Hallam dnia 23.02.2014 19:13 Ocena: Świetne!
a ja go bardzo dobrze rozumiem, podobnie jak liathia, mnie poruszył ,piękny wiersz ( :
julanda dnia 23.02.2014 21:50
In, to piękne, jak opisałaś grudki ziemi. Doświetlasz frazy nadzieją, to właśnie dla wiersza najcenniejsze, obraz, którym wleje się przestrzeń wyobraźni czytającego, a najpiękniejsze jest to, że każdy zobaczy tylko jeden, właściwy dla siebie, niepowtarzalny, jak genetyczny zapis `cudu istnienia.
Dziękuję, pozdrawiam wiosennie.

Ajw, to dobrze, że odbierasz właśnie tak, nie pozawalasz na ukorzenienie się, bez szans na wzrost. Wszystko w swoim czasie i miejscu zbiera deszcz i wystawia źrenice ku światłu. Poezja wie o tym najlepiej. Pozdrawiam ciepło.

Wiolin, bratnia duszo i muzyko, dziękuję całym sercem za dobre słowa, pozdrawiam nadzieją, której nie może zabraknąć.

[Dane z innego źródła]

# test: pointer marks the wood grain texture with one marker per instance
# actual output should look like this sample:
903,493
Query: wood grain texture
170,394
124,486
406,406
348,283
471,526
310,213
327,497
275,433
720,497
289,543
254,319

Amso, dziękuję serdecznie, z tym zmęczeniem i wypaleniem, nawet, gdyby chcieć ukryć, to jak paleta, nie taka, nie pastelowa, ale pomyślałam, ze dopóki nie jest to jedynie puszka czarnej sadzy, to znaczy, że można szukać poburzowej tęczy i wielokolorów. Dziękuję za poczytanie, komentarz i zrozumienie. Pozdrawiam pięknie.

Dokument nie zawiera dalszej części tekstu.